Jetzt wird er also siebzig Jahre alt. Da sei es doch höchste Zeit, könnten manche meinen, endlich ganz erwachsen zu werden, also sich des Kindlichen energisch zu entledigen und auf das Spiel zu verzichten. Aber ich denke nicht daran, derartiges von Karasek zu erwarten. Im Gegenteil: Er soll, er muss bleiben, wie und was er ist. Denn etwas Kindliches, verborgen oder nicht, gehört zum Wesen eines jeden Künstlers, mehr noch: zum Wesen auch jener, die, ob selber Künstler oder nicht, das Musische und das Artistische so ernst nehmen, dass sie sich ihre Existenz ohne Kunst, ohne Literatur nicht mehr vorstellen können.

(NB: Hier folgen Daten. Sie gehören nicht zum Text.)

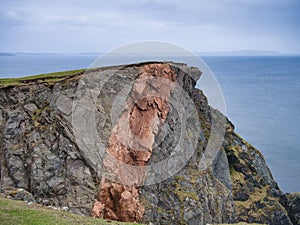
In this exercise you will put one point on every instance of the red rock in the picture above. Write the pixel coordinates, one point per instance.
(131, 144)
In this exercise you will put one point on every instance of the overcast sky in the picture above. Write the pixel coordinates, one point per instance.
(100, 25)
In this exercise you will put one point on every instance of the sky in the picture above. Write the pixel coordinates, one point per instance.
(199, 25)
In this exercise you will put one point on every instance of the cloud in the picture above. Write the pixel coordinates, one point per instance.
(83, 25)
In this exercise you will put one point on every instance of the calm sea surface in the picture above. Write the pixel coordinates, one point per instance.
(262, 97)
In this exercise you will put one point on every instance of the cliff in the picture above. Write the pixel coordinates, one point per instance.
(133, 143)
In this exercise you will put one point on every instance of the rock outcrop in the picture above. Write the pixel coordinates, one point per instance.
(118, 157)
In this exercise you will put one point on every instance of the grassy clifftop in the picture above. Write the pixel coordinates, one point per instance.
(19, 212)
(48, 77)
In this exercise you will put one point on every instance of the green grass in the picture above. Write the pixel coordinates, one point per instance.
(14, 212)
(48, 77)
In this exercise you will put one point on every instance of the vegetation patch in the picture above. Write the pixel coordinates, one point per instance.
(19, 212)
(48, 77)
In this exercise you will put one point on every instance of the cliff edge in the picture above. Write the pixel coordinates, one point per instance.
(138, 153)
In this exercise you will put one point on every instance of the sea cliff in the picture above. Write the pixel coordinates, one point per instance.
(63, 154)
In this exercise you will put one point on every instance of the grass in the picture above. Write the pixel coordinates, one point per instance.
(20, 213)
(48, 77)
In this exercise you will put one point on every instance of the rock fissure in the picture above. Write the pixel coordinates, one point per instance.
(133, 146)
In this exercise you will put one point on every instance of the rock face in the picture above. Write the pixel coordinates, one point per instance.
(104, 160)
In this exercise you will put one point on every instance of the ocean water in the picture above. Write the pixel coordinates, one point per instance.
(262, 96)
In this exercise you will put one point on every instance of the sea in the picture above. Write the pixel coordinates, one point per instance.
(262, 96)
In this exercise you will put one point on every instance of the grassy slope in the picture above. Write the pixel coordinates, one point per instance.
(20, 213)
(49, 77)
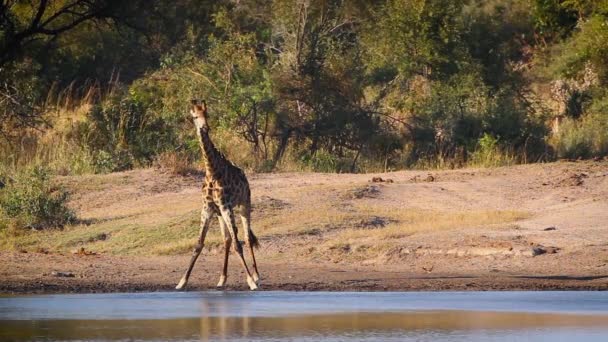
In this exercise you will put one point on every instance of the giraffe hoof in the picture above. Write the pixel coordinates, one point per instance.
(181, 285)
(222, 282)
(252, 285)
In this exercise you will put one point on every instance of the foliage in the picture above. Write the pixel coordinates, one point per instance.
(30, 199)
(585, 138)
(336, 86)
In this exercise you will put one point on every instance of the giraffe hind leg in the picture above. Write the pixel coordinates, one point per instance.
(228, 216)
(252, 242)
(227, 243)
(206, 214)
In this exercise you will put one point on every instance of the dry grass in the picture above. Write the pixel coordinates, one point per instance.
(147, 213)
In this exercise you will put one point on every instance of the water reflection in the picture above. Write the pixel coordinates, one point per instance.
(376, 326)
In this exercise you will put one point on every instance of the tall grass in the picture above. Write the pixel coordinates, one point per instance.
(584, 138)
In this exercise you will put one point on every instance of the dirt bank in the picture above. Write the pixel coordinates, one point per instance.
(541, 226)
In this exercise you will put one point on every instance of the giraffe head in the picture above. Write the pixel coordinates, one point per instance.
(199, 114)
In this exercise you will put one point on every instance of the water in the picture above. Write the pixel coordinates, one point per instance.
(307, 316)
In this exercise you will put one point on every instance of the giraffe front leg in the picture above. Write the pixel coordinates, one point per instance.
(228, 217)
(206, 214)
(227, 243)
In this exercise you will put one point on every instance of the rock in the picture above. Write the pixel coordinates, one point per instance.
(62, 274)
(538, 251)
(380, 180)
(551, 250)
(82, 251)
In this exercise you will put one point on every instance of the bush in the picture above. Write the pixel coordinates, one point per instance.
(30, 200)
(175, 163)
(584, 138)
(489, 154)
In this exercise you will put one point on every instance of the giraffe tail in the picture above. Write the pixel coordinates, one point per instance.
(253, 240)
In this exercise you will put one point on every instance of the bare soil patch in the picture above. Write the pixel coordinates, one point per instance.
(540, 226)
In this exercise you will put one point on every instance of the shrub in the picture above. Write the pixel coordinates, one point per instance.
(489, 154)
(29, 199)
(584, 138)
(176, 163)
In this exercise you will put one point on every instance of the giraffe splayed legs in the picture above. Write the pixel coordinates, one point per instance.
(225, 191)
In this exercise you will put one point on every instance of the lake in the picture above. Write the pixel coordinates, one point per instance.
(307, 316)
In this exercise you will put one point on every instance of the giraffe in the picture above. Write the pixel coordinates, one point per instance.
(226, 193)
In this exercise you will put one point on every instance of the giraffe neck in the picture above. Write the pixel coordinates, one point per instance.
(213, 159)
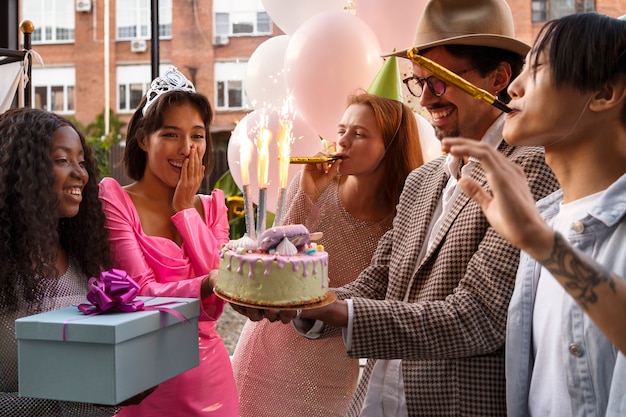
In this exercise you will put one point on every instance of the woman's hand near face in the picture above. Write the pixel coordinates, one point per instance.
(191, 176)
(315, 178)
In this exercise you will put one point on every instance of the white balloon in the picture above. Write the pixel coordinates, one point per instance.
(306, 143)
(265, 82)
(331, 56)
(288, 15)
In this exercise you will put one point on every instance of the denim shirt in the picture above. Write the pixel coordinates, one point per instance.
(595, 369)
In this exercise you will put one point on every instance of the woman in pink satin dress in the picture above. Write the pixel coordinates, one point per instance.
(167, 237)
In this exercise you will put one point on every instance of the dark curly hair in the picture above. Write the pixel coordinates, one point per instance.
(30, 229)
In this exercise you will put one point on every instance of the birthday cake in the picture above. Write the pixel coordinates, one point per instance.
(283, 268)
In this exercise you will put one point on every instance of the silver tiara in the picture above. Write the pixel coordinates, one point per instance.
(172, 80)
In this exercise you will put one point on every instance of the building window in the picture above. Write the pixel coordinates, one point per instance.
(229, 78)
(53, 20)
(133, 20)
(241, 18)
(53, 89)
(544, 10)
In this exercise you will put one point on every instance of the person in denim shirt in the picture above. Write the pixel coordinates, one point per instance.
(566, 333)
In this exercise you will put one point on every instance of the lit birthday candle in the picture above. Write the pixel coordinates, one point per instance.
(264, 138)
(283, 143)
(245, 154)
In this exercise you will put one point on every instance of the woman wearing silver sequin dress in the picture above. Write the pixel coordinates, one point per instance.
(277, 371)
(52, 238)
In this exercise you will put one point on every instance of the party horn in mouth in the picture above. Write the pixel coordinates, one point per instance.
(313, 159)
(449, 77)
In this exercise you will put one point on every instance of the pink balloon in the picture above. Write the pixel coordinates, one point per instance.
(306, 143)
(265, 82)
(330, 56)
(288, 15)
(393, 25)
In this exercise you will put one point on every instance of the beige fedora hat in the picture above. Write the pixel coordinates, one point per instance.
(466, 22)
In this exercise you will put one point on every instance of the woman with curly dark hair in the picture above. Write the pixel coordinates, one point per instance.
(52, 237)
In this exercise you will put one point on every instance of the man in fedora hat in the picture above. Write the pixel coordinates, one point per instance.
(430, 310)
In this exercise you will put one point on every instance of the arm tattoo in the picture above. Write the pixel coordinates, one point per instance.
(581, 274)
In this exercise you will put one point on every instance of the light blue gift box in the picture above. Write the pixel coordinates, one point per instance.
(105, 358)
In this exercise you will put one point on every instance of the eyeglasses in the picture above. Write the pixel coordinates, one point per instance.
(435, 85)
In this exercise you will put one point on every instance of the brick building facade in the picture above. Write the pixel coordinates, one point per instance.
(195, 46)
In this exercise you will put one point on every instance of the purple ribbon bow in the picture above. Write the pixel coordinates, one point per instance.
(115, 290)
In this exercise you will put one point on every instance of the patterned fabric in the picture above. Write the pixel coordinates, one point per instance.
(164, 269)
(451, 332)
(69, 289)
(277, 371)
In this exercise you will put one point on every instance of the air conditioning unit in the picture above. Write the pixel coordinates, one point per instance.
(83, 6)
(138, 45)
(221, 40)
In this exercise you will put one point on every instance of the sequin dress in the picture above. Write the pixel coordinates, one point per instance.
(69, 289)
(277, 371)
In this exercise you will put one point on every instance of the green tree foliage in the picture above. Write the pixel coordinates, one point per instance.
(98, 141)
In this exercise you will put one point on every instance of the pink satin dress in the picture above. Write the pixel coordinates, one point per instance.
(162, 268)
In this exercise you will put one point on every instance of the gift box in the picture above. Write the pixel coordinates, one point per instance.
(109, 357)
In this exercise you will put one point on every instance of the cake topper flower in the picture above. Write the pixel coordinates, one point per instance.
(172, 80)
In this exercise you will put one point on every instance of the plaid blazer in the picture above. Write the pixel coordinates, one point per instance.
(451, 332)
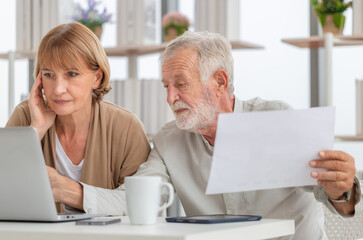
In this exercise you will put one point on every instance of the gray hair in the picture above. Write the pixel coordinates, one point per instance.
(213, 49)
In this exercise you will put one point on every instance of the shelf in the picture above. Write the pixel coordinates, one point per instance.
(245, 45)
(19, 55)
(349, 138)
(137, 50)
(318, 41)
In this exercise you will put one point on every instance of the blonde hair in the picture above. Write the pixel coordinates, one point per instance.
(67, 45)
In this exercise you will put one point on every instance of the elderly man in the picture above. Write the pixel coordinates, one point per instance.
(197, 73)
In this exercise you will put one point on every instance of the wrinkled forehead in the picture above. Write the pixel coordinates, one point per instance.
(63, 57)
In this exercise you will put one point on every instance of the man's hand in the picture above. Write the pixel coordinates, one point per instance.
(339, 177)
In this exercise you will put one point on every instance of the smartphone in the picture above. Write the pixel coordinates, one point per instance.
(214, 218)
(99, 221)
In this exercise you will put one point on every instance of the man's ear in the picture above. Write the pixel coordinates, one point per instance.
(221, 77)
(99, 76)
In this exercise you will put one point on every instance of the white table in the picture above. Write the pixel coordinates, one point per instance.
(266, 228)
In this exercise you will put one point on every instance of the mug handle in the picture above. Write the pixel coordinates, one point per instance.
(171, 195)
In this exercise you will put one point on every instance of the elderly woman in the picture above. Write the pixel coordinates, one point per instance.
(89, 145)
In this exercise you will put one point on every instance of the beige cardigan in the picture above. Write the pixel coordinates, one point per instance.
(116, 144)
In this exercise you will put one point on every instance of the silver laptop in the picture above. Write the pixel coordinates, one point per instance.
(25, 192)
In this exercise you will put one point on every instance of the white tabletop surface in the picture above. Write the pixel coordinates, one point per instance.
(266, 228)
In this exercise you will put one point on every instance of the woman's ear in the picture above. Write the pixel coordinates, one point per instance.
(99, 77)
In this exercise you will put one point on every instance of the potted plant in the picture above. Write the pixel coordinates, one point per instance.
(330, 14)
(91, 17)
(174, 24)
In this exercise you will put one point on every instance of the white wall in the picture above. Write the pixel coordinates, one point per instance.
(7, 42)
(279, 71)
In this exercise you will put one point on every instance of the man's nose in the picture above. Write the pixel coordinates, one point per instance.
(173, 94)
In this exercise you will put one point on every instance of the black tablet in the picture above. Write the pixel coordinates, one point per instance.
(214, 218)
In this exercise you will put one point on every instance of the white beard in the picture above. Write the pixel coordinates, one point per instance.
(203, 116)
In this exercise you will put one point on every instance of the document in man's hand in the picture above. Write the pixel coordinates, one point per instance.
(271, 149)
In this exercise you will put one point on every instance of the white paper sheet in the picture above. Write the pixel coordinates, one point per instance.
(271, 149)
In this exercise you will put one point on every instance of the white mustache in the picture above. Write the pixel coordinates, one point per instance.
(178, 105)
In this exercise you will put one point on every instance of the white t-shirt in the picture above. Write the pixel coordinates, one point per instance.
(65, 166)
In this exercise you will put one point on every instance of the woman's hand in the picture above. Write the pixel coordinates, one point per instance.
(42, 117)
(65, 190)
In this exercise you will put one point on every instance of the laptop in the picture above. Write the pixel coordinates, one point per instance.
(25, 192)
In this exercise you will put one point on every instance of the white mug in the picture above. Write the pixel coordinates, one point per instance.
(143, 194)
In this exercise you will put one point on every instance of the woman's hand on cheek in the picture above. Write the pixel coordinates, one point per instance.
(42, 117)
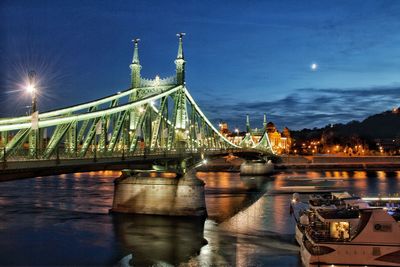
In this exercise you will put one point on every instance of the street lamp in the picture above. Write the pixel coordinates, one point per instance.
(34, 134)
(31, 88)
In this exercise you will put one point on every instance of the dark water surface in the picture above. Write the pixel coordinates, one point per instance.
(64, 220)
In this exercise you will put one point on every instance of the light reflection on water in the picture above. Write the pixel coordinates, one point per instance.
(64, 220)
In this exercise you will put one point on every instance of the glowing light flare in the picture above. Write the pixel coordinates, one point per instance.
(314, 66)
(30, 88)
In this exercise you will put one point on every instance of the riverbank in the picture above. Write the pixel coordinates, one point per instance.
(339, 163)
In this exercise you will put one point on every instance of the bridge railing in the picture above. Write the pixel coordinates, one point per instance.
(22, 154)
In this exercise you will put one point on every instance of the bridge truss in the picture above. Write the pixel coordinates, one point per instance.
(153, 116)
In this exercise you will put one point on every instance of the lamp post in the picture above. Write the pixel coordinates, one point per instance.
(33, 137)
(32, 89)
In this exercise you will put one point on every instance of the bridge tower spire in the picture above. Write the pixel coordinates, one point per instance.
(135, 66)
(180, 61)
(248, 129)
(265, 121)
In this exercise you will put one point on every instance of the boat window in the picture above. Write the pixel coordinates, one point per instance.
(340, 230)
(382, 227)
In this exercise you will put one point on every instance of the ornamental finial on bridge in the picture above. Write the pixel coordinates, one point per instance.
(180, 61)
(136, 52)
(135, 66)
(180, 48)
(248, 123)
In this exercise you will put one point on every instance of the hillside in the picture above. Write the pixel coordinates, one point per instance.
(384, 125)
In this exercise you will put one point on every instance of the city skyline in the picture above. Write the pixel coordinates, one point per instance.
(303, 65)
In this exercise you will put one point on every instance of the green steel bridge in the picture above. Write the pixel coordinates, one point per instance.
(153, 118)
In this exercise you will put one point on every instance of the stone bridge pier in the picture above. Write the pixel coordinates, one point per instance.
(159, 193)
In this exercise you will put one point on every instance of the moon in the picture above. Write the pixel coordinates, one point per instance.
(314, 66)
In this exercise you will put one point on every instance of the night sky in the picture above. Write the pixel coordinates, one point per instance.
(242, 57)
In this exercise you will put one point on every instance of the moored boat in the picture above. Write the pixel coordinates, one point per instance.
(351, 237)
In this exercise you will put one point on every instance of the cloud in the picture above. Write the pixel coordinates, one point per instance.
(308, 107)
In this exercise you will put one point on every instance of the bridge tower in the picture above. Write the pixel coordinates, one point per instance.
(132, 121)
(135, 66)
(180, 61)
(182, 122)
(265, 122)
(248, 129)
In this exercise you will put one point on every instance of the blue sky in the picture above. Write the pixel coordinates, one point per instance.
(242, 56)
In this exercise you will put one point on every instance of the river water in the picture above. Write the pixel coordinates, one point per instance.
(64, 220)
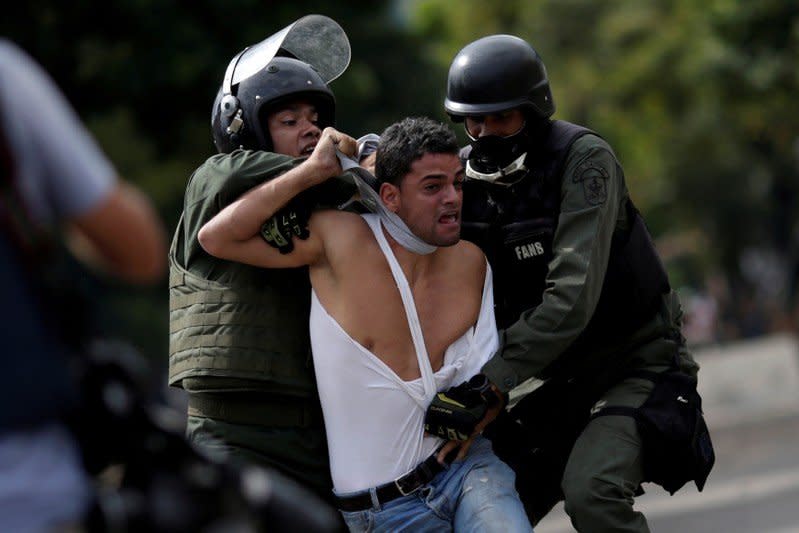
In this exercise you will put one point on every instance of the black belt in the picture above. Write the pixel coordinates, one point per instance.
(402, 486)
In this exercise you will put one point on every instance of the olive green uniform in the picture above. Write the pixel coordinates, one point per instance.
(239, 340)
(604, 468)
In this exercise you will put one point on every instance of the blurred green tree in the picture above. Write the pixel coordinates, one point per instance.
(693, 94)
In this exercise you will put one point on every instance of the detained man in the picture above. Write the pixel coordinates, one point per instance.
(400, 309)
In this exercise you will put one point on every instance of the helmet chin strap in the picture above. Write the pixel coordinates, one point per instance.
(504, 176)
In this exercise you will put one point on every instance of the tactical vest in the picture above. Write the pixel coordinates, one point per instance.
(515, 226)
(254, 328)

Ja, Karasek wird, dessen bin ich sicher, zu unser aller Glück nie ganz erwachsen werden, er wird das Jugendliche mit der Beimischung des Kindlichen keineswegs überwinden, er wird ihm trotzig, wie er bisweilen sein kann, die Treue halten. Und das Spiel, das Spielerische? In seinen Briefen „Über die ästhetische Erziehung“ sagt Schiller, der Mensch spiele nur, wo er in voller Bedeutung des Wortes Mensch sei, und er fügt hinzu (darauf kommt es eben an), der Mensch sei „nur da ganz Mensch, wo er spielt“.
In diesem Sinne können wir uns auf Karasek verlassen: Er wird weiterhin mit kindlicher Neugierde, mit jugendlichem Staunen über Theater und Literatur, über den Film und natürlich auch, wenn man es von ihm nur häufig genug wünschen wird, über das Kabarett und den Zirkus schreiben. Und wir, seine Leser, werden gleichfalls staunen: über seine grandiose Lust an der Bewunderung, über seine unvergleichliche, seine nicht nachlassende Begeisterungsfähigkeit. Aber auch seine kritische Wachsamkeit ist heute noch so stark wie eh und je: Er wird weiterhin, wie so oft in unserem „Quartett“, den Pfuschern nichts durchgehen lassen und den Nichtskönnern auf die Finger schauen.
Übrigens, dass ich es nicht vergesse: Ich habe ihm sehr viel zu verdanken, ich habe viel von ihm gelernt. Ich übertreibe nicht: Mein Leben in dieser Bundesrepublik Deutschland wäre ohne ihn, ohne den Freund Karasek, ungleich öder und trauriger. Sei umarmt, Hellmuth.